A possible reduction of value-added tax on restaurants and other food oulets from 23 percent to 13 percent in line with industry demands would entail a decline in public revenues by 26 million euros this year and an increase by 53 million euros next year, while sending turnover soaring, according to a study delivered to the prime minister.
The report drafted by the Finance Ministry suggests that if the VAT had been reduced from April 1, it would have created an increase in turnover by 1.04 billion euros this year and by 931 million euros in 2014, i.e. 2 billion euros until the end of 2014. Ministry officials underscore the multiplying effect this would have on public revenues, social security funds and employment.
In strict fiscal terms, the revenues lost from VAT until end-2014 would amount to 62 million euros, but the medium- and long-term benefits would be far greater. Finance Minister Yannis Stournaras said on Thursday that “this is an issue that we will discuss again in June if the revenues go well and we are within our fiscal targets. If we fail somewhere – say by 200 million euros – we will unfortunately have to cut it from somewhere else.”
Stournaras is worried that this issue may well meet resistance from the country’s creditors.
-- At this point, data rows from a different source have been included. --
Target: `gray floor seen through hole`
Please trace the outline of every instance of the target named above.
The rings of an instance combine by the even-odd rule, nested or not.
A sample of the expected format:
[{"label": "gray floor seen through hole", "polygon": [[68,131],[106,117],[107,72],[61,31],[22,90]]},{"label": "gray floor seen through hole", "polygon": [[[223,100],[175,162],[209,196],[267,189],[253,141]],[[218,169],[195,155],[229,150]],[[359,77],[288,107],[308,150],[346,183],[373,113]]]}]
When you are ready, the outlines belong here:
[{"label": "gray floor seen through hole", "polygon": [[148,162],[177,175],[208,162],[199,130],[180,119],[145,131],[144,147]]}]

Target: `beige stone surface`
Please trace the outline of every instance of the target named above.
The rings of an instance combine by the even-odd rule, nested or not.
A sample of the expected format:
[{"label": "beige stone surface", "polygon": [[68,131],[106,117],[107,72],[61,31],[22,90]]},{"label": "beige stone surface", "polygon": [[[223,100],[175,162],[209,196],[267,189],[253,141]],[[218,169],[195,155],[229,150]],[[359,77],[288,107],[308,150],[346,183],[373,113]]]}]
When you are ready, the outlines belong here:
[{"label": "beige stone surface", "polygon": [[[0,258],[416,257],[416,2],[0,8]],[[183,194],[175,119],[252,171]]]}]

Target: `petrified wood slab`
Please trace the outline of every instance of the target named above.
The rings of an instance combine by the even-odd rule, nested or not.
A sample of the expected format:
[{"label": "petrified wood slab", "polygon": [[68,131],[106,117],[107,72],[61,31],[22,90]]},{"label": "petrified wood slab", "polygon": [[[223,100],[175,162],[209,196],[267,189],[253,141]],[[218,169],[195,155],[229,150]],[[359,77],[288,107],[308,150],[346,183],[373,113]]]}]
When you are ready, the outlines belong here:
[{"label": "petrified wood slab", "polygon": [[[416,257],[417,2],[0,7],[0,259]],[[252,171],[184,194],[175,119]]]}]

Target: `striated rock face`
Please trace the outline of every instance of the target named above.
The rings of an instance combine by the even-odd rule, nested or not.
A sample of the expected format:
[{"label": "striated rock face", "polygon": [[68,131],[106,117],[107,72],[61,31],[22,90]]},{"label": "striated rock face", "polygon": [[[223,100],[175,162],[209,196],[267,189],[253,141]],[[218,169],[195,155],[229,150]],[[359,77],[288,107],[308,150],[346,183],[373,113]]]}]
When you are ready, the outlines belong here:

However, government officials as well as market professionals say that the loss of 62 million euros is very small, especially compared with the revenue shortfall from the estimates for receipts from VAT on food services, as Alternate Finance Minister Christos Staikouras had also told Kathimerini last month.
He said that a comparison of the period of September 2010 to August 2011 and September 2011 to August 2012, showed that additional VAT revenues from restaurants, tavernas, fast-food sellers and other related businesses amounted to no more than 160 million euros, against an original forecast for 1 billion euros which was later revised to 800 million.
The association of food catering professionals (SEPOA) stresses that the VAT hike has seen their sector’s turnover slide by 40 percent, with over 4,000 enterprises shutting down and more than 30,000 jobs lost. Popular foreign chains have also departed from Greece or reduced their branch networks.
The government is also concerned about the problem of tax evasion in the sector, which is said to have increased since the VAT rise. Proposals for cracking down on tax evasion include connecting restaurant tills to the Finance Ministry’s online Taxis system and imposing stiffer fines on dodgers.